# Text Generation using Bidirectional LSTM and Doc2Vec models


Text generated using a LSTM ususally  provide a taste of unachievement. Generated sentences seems quite right, whith correct grammar and syntax, as if the neural network was understanding correctly the structure of a sentence. But the whole new text does not have great sense. If it is not complete nosense. 

This problem could come from the approach itself, using only LSTM to generate text word by word. 

In this method will use LTSM network to generate sequences of words. However we try to go further than a classic LSTM neural network and I will use an additional neural network (LSTM again), to select the best phrases.

The approach we use involves the following steps:
 1. **how to train a neural network to generate sentences** (i.e. sequences of words), based on existing speeches. We used a bidirectional LSTM Architecture to perform that.
 2. **how to train a neural network to select the best next sentence for given paragraph** (i.e. a sequence of sentences). We will  use  use a bidirectional LSTM archicture, in addition to a Doc2Vec model of the targeted speeches.


## 1. a Neural Network for Generating Sentences

The first step is to generate sentences in the style of a given personality.
LSTM (Long Short Term Memory) are very good for analysing sequences of values and predicting the next values from them. For example, LSTM could be a very good choice if we want to predict the very next point of a given time series.

Talking about sentences and texts ; phrases (sentences) are basically sequences of words.
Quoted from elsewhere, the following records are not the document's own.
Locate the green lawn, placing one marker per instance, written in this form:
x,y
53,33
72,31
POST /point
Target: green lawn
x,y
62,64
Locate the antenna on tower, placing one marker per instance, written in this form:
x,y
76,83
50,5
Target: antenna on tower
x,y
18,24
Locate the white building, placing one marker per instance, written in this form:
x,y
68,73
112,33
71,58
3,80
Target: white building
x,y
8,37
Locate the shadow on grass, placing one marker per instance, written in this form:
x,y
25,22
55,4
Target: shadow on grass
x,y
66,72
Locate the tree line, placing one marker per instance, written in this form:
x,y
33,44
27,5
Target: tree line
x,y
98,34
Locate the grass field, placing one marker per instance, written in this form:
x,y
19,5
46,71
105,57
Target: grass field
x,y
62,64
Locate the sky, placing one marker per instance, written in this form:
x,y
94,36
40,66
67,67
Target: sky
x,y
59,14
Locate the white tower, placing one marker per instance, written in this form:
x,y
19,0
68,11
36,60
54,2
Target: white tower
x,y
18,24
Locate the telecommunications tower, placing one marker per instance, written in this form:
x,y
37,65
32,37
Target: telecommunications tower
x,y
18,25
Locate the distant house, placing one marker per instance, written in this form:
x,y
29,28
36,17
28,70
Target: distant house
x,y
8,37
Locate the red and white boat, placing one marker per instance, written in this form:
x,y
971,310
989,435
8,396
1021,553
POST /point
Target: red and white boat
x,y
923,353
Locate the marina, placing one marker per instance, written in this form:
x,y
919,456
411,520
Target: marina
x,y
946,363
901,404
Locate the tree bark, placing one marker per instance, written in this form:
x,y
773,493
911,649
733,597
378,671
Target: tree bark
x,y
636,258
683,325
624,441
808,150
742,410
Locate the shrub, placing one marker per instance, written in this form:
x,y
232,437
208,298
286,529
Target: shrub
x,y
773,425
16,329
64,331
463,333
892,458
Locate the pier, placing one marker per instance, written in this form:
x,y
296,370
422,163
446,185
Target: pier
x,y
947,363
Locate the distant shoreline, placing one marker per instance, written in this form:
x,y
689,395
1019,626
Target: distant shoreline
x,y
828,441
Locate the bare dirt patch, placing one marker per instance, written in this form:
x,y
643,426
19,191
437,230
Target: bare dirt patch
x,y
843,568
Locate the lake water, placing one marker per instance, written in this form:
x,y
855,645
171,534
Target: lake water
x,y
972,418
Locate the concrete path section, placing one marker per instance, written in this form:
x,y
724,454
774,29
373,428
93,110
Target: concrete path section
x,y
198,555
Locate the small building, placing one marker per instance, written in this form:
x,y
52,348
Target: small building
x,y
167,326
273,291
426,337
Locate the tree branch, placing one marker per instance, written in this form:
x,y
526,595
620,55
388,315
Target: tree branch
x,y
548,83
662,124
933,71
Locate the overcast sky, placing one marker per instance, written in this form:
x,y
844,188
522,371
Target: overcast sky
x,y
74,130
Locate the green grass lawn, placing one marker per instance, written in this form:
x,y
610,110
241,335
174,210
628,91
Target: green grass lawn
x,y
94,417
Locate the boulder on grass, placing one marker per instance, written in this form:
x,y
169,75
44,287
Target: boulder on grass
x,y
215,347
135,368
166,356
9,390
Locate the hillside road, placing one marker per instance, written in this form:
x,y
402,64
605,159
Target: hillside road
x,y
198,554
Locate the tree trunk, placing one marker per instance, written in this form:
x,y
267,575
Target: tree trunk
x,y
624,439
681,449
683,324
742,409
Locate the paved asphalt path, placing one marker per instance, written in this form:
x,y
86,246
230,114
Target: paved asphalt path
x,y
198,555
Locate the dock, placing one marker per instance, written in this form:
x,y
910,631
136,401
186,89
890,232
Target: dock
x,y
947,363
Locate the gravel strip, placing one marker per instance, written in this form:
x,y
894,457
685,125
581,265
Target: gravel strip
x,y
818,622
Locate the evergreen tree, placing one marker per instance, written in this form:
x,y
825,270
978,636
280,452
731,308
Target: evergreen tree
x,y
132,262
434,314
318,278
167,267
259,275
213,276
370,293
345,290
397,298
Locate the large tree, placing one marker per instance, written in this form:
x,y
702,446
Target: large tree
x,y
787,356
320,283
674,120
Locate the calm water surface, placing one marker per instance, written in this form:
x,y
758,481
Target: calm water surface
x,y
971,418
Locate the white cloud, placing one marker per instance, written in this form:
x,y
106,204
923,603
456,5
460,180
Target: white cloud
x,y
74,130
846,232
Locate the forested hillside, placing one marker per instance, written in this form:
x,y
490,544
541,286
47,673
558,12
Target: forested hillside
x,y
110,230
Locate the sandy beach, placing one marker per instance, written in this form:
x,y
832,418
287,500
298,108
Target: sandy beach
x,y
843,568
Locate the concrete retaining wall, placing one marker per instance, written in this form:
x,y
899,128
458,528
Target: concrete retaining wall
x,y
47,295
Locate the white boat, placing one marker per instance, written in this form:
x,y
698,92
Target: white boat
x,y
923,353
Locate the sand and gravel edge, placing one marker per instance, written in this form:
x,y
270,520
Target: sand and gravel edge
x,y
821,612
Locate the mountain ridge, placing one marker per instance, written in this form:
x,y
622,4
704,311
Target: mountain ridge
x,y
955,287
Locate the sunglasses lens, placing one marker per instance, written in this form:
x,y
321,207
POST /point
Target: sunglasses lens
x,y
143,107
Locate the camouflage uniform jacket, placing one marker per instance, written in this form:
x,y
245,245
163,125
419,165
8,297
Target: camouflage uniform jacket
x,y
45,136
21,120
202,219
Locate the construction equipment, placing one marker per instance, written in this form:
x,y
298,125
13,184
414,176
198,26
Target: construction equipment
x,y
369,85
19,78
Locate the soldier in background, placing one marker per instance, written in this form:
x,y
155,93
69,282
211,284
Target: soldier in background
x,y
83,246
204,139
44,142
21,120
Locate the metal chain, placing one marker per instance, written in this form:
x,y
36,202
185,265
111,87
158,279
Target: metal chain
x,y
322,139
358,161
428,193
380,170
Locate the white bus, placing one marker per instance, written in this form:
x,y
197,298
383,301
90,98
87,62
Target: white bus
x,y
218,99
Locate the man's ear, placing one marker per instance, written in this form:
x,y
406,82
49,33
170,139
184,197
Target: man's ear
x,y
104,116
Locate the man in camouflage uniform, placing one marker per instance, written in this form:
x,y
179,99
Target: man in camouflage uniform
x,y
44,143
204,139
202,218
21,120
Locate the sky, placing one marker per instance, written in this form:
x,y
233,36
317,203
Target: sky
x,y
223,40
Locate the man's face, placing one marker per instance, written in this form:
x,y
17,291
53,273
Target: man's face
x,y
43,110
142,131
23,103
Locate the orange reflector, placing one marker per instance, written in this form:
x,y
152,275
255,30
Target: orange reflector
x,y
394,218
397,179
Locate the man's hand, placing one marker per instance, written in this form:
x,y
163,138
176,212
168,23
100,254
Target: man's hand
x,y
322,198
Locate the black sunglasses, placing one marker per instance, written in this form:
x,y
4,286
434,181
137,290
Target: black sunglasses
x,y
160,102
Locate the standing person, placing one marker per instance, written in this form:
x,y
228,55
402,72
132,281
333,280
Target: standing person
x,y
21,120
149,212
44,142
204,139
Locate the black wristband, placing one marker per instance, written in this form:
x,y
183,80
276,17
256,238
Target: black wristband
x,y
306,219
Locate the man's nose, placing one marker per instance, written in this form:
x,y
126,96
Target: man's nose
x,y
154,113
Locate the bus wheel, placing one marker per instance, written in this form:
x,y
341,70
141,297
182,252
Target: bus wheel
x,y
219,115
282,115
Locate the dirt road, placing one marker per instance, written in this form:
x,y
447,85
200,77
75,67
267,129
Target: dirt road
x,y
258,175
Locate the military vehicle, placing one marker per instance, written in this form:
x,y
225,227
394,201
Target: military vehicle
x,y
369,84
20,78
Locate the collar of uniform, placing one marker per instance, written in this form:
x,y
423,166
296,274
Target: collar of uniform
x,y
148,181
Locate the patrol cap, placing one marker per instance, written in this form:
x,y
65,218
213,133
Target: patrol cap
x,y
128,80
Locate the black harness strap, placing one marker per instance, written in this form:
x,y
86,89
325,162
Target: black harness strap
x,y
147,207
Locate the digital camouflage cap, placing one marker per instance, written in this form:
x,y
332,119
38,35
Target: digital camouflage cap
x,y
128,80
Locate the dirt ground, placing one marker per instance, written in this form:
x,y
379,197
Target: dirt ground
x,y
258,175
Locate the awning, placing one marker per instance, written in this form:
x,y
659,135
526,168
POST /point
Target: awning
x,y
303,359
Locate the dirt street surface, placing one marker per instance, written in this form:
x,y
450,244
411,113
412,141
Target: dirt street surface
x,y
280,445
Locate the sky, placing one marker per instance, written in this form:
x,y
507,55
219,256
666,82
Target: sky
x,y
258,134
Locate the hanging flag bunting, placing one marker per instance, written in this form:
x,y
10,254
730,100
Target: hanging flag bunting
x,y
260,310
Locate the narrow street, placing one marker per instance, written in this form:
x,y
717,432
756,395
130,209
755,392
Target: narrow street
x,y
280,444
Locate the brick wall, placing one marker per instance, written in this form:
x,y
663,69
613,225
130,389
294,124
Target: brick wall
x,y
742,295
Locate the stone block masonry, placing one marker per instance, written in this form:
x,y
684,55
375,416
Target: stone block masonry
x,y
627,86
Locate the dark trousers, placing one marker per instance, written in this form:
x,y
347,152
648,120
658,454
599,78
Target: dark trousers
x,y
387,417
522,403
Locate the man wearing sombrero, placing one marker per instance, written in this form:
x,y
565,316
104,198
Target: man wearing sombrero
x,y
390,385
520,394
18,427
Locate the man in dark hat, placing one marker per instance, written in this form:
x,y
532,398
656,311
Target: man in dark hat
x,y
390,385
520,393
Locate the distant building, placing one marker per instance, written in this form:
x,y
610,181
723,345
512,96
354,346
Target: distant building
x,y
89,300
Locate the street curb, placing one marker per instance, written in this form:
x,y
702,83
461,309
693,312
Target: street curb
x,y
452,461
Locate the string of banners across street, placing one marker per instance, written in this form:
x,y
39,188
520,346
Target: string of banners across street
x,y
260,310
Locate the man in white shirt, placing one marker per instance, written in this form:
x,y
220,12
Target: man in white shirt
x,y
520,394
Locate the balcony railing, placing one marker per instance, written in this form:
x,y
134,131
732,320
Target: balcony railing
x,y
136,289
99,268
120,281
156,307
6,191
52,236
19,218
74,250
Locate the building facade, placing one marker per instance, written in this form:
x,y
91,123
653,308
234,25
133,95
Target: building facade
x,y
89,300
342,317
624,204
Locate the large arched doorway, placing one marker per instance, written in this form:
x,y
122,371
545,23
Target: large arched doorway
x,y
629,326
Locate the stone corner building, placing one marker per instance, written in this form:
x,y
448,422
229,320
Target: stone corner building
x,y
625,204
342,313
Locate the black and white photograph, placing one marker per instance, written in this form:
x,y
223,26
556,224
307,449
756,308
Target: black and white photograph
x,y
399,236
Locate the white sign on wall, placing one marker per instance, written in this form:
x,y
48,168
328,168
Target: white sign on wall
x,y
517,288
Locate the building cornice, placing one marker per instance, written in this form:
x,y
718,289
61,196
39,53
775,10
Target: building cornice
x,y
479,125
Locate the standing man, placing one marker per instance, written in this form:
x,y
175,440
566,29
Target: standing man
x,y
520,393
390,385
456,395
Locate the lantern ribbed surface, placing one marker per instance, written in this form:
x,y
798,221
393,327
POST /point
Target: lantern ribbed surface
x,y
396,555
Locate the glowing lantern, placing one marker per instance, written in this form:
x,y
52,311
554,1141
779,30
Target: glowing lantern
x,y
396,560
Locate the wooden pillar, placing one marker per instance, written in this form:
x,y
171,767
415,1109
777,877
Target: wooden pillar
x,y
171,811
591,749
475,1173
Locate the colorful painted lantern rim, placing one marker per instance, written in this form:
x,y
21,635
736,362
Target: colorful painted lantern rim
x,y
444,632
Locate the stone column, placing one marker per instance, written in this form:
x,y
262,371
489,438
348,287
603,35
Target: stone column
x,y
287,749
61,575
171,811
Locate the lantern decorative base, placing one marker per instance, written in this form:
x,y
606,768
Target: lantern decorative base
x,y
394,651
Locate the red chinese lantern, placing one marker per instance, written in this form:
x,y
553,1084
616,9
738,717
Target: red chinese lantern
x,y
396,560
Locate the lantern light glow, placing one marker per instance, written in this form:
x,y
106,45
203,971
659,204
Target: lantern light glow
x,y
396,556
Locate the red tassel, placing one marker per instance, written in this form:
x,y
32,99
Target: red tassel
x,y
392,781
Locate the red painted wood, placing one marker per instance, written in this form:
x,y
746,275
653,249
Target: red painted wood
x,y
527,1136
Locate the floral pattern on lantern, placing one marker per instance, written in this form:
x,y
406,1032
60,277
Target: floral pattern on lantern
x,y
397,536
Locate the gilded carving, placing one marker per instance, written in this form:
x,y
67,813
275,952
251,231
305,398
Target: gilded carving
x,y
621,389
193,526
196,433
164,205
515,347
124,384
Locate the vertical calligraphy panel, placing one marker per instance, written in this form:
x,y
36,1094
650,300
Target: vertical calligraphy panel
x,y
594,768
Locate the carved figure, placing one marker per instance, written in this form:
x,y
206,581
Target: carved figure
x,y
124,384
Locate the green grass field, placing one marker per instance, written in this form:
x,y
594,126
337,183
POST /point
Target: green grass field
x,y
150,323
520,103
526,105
So,we can assume that LSTM could be usefull to generate the next word of a given sentence.


### 1.1.1. Process

In order to do that, first, we build a dictionary containing all words from the novels we want to use.

 1. read the data (the speeches we want to use),
 1. create the dictionnary of words,
 2. create the list of sentences,
 3. create the neural network,
 4. train the neural network,
 5. generate new sentences.

In [1]:
from __future__ import print_function
from keras.models import Sequential, Model
from keras.layers import Dense, Activation, Dropout
from keras.layers import LSTM, Input, Flatten, Bidirectional
from keras.layers.normalization import BatchNormalization
from keras.optimizers import Adam
from keras.callbacks import EarlyStopping, ModelCheckpoint
from keras.metrics import categorical_accuracy
import numpy as np
import random
import sys
import os
import time
import codecs
import collections
from six.moves import cPickle

  from ._conv import register_converters as _register_converters
Using TensorFlow backend.


We have raw text and a lot of things have to be done to use them: split them in words list, etc.
In order to do that, I use the spacy library which is incredible to deal with texts. For this exercice, I will only use very few options from spacy.

In [2]:
#import spacy, and french model
#import spacy
#nlp = spacy.load('fr')
import en_core_web_sm
nlp = en_core_web_sm.load()

# parameters

In [3]:
#data_dir = 'data/Artistes_et_Phalanges-David_Campion'# data directory containing input.txt
save_dir = 'save' # directory to store models
seq_length = 30 # sequence length
sequences_step = 1 #step to create sequences

In [4]:
#file_list = ["101","102","103","104","105","106","107","108","109","110","111","112","201","202","203","204","205","206","207","208","209","210","211","212","213","214","301","302","303","304","305","306","307","308","309","310","311","312","313","314","401","402","403","404","405","406","407","408","409","410","411","412"]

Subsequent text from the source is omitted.